Counsel for Discipline v. Switzer

Decision Date13 June 2008
Docket NumberNo. S-07-182.,S-07-182.
Citation750 N.W.2d 681,275 Neb. 881
PartiesSTATE of Nebraska ex rel. COUNSEL FOR DISCIPLINE OF the NEBRASKA SUPREME COURT, relator, v. William L. SWITZER, Jr., respondent.
CourtNebraska Supreme Court

Kent L. Frobish, Assistant Counsel for Discipline, for relator.

William L. Switzer, Jr., pro se.

HEAVICAN, C.J., and WRIGHT, CONNOLLY, GERRARD, STEPHAN, and MILLER-LERMAN, JJ.

PER CURIAM.

INTRODUCTION

The office of the Counsel for Discipline of the Nebraska Supreme Court filed formal charges against respondent, William L. Switzer, Jr. After a formal hearing, the referee concluded that Switzer had violated the Code of Professional Responsibility, the Nebraska Rules of Professional Conduct, this court's disciplinary rules, and his oath of office as an attorney, and recommended a suspension of 1 year. While we adopt the findings of the referee, we do not accept the discipline recommended by the referee. We instead impose discipline as indicated below.

FACTS

On February 22, 2007, formal charges were filed by the office of the Counsel for Discipline against Switzer, alleging that Switzer had violated the following provisions of the Code of Professional Responsibility: Canon 1, DR 1-102(A)(1) (violating disciplinary rule), DR 1-102(A)(4) (engaging in conduct involving dishonesty, fraud, deceit, or misrepresentation), DR 1-102(A)(5) (engaging in conduct prejudicial to administration of justice), and DR 1-102(A)(6) (engaging in any other conduct adversely reflecting upon his fitness to practice law); Canon 6, DR 6-101(A)(3) (neglecting legal matter entrusted to him); Canon 7, DR 7-101(A)(2) (failing to carry out contract of employment) and DR 7-101(A)(3) (prejudicing or damaging his client during course of professional relationship); DR 7-102(A)(3) (concealing or knowingly failing to disclose that which lawyer is required by law to reveal); Canon 9, DR 9-102(A)(1) and (2) (failing to preserve identity of client funds), DR 9-102(B)(3) (failing to maintain a complete record of client funds and to render appropriate accounting), and DR 9-102(B)(4) (failing to promptly pay or deliver client funds to client). The formal charges also alleged that Switzer violated the following provisions of Neb. Ct. R. of Prof. Cond. (rev.2005): rule 8.4(a) (violating or attempting to violate Nebraska Rules of Professional Conduct), 8.4(c) (engaging in conduct involving dishonesty, fraud, deceit, or misrepresentation), and 8.4(d) (engaging in conduct prejudicial to administration of justice), as well as his oath of office as an attorney.1 In his answer, Switzer disputed these allegations.

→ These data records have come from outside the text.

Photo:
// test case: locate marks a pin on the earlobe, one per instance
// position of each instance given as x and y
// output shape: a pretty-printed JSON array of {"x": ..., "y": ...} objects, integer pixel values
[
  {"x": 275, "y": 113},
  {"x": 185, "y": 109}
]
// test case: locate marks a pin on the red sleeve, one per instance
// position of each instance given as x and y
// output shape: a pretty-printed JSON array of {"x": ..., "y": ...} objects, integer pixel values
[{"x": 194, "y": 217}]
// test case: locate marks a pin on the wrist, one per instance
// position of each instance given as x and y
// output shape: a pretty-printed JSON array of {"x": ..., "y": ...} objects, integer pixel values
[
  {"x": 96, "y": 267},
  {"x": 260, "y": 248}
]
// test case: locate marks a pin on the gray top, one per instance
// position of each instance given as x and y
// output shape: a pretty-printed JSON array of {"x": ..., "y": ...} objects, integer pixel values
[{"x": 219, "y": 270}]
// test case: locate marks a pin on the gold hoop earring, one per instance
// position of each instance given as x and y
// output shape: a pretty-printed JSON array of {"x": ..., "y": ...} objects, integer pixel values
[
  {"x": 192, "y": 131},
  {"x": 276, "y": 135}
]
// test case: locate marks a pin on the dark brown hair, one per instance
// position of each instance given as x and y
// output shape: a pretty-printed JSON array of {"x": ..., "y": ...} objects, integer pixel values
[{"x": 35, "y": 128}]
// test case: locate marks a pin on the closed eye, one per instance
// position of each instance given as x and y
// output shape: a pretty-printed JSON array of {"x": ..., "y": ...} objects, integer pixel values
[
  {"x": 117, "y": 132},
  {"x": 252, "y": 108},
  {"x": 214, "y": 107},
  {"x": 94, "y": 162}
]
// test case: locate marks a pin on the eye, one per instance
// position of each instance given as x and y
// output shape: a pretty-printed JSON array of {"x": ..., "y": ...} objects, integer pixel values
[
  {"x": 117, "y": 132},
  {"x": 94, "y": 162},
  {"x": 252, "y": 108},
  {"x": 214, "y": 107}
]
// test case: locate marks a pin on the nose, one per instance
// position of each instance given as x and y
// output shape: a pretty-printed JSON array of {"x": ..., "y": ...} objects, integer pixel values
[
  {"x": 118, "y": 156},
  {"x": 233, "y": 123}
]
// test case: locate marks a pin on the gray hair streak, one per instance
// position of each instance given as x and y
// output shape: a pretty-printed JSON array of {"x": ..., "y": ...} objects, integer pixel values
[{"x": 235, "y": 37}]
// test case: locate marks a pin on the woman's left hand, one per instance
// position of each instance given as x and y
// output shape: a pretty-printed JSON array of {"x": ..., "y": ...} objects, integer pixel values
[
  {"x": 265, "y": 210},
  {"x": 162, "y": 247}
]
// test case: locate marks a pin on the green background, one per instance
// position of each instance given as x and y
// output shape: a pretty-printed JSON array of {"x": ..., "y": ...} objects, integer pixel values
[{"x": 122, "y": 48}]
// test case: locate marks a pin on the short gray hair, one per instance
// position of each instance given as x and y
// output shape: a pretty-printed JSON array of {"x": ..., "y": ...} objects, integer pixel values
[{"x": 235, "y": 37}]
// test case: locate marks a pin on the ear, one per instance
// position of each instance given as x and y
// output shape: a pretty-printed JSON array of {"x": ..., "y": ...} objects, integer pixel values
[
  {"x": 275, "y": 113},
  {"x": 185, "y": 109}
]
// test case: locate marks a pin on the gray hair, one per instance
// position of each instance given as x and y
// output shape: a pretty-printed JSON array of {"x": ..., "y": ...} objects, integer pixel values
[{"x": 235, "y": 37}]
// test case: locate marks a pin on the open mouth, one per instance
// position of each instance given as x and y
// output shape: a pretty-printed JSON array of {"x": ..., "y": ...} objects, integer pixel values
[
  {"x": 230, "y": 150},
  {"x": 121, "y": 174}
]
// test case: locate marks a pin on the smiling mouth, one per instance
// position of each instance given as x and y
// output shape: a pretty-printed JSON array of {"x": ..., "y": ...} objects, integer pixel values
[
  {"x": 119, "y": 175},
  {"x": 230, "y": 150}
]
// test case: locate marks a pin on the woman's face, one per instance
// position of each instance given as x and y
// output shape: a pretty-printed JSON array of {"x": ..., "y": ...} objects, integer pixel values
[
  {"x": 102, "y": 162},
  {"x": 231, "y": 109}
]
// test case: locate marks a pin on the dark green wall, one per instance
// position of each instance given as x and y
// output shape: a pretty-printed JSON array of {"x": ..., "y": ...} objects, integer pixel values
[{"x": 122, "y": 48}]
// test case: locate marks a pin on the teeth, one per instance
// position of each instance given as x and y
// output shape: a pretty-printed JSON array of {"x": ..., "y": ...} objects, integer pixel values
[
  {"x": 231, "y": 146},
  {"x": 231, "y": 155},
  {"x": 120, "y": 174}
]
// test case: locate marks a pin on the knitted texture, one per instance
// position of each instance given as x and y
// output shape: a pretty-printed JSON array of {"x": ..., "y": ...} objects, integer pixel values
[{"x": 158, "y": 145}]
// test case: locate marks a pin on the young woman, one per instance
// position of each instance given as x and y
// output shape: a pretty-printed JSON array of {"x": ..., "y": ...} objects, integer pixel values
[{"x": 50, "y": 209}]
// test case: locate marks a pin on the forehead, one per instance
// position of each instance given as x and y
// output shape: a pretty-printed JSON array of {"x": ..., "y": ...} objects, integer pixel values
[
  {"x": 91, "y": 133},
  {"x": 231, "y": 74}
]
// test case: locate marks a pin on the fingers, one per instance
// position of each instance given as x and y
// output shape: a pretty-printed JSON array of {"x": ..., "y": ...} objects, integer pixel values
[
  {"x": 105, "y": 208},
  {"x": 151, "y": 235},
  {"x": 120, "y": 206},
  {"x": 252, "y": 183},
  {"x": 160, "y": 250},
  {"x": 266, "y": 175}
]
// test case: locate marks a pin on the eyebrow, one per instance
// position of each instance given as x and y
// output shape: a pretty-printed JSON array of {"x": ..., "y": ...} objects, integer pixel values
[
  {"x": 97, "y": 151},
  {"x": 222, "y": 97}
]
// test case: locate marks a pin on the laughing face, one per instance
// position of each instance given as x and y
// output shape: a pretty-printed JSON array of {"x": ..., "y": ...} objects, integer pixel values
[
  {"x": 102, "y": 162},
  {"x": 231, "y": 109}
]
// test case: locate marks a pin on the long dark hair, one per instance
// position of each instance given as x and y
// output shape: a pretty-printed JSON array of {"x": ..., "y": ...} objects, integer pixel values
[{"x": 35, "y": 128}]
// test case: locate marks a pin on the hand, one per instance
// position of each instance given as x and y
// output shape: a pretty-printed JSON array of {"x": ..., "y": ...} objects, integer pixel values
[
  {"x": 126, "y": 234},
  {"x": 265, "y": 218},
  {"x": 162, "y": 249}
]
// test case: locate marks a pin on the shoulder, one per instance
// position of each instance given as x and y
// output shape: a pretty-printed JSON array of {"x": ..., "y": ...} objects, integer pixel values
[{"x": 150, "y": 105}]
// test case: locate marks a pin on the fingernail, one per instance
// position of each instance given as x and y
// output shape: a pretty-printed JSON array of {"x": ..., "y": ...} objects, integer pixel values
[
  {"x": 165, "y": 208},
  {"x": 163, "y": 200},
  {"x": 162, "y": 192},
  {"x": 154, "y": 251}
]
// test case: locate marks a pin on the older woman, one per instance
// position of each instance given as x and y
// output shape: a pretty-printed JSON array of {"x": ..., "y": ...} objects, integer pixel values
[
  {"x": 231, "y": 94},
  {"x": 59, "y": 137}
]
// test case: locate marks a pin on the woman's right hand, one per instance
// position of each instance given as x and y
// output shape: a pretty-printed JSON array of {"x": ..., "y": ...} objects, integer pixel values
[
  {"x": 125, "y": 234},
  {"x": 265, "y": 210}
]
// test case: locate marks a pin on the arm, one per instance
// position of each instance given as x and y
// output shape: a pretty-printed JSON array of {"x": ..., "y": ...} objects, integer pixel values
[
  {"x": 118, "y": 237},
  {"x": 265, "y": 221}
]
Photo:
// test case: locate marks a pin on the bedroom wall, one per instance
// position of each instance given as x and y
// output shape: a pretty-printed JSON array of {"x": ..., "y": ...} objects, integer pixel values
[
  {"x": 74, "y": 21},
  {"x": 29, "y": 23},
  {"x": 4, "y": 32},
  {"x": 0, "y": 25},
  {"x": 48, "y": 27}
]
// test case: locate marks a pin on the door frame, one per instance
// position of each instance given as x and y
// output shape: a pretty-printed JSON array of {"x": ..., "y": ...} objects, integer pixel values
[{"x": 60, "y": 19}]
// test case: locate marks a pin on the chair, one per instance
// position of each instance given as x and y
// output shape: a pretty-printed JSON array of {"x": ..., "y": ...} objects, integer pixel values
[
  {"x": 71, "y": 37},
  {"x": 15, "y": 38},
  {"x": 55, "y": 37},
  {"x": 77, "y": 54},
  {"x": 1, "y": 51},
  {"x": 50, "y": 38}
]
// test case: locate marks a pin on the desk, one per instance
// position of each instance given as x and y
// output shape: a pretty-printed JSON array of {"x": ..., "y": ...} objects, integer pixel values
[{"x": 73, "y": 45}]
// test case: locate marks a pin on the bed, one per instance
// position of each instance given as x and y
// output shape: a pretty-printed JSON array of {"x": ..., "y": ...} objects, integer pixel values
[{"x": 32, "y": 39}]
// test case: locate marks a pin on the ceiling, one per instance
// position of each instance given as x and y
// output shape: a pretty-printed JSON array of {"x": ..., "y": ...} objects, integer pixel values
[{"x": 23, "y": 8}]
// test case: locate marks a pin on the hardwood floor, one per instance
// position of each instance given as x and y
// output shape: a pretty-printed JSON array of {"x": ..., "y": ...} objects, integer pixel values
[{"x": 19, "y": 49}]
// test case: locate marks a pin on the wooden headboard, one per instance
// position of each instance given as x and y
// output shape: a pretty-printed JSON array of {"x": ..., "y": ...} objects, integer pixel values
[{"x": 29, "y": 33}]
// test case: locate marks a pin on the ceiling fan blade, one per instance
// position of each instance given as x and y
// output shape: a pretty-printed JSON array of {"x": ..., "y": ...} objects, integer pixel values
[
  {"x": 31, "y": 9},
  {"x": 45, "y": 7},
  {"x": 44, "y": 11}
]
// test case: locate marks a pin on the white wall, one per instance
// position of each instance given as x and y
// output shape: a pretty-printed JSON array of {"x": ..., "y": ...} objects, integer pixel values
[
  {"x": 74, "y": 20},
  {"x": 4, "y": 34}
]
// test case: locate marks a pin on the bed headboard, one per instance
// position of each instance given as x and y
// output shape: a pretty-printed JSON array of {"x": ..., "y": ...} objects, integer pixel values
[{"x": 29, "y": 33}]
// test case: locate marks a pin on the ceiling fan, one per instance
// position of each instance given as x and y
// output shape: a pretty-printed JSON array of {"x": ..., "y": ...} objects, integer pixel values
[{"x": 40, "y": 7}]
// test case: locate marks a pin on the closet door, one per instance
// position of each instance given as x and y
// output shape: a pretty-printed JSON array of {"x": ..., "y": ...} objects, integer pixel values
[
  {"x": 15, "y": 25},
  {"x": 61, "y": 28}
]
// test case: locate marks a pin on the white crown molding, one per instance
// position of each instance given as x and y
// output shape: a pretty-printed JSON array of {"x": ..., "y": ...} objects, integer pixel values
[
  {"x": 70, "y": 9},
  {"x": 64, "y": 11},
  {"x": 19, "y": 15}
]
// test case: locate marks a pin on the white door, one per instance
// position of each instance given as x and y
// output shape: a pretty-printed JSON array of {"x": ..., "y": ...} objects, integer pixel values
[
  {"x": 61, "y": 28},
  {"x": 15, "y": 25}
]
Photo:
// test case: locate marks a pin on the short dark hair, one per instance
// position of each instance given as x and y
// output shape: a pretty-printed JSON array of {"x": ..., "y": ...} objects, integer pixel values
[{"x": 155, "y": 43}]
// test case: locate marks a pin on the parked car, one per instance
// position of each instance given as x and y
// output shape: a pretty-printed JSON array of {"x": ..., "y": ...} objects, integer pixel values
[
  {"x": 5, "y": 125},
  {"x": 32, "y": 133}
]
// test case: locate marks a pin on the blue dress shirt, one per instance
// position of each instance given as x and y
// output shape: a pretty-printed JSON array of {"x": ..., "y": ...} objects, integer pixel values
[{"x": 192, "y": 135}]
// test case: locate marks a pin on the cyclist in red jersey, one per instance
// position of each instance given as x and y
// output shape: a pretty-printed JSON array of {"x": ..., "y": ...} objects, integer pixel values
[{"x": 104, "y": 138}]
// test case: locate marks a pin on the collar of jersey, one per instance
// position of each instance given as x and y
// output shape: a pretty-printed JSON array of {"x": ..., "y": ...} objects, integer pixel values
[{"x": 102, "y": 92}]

A referee's hearing was held on August 30, 2007. Switzer, acting pro se, testified at the hearing. In addition, 42 exhibits were introduced. The record in this case reveals the following facts: Switzer was retained on or about March 23, 2005, by Lori Carney and Charles Daubs. The next day, March 24, Carney sent to Switzer a check for $500 as an advance fee payment. Switzer agreed to draw up and file the necessary paperwork to have Carney and Daubs appointed as coguardians and coconservators for their mother, Marion Daubs (Marion).

Meanwhile, on March 31, 2005, unbeknownst to Carney and Daubs, Marion signed a power of attorney naming Mark Milone as her attorney in fact. Previously, Carney had held Marion's power of attorney. Marion had a stroke on April 2, which apparently gave effect to the power of attorney.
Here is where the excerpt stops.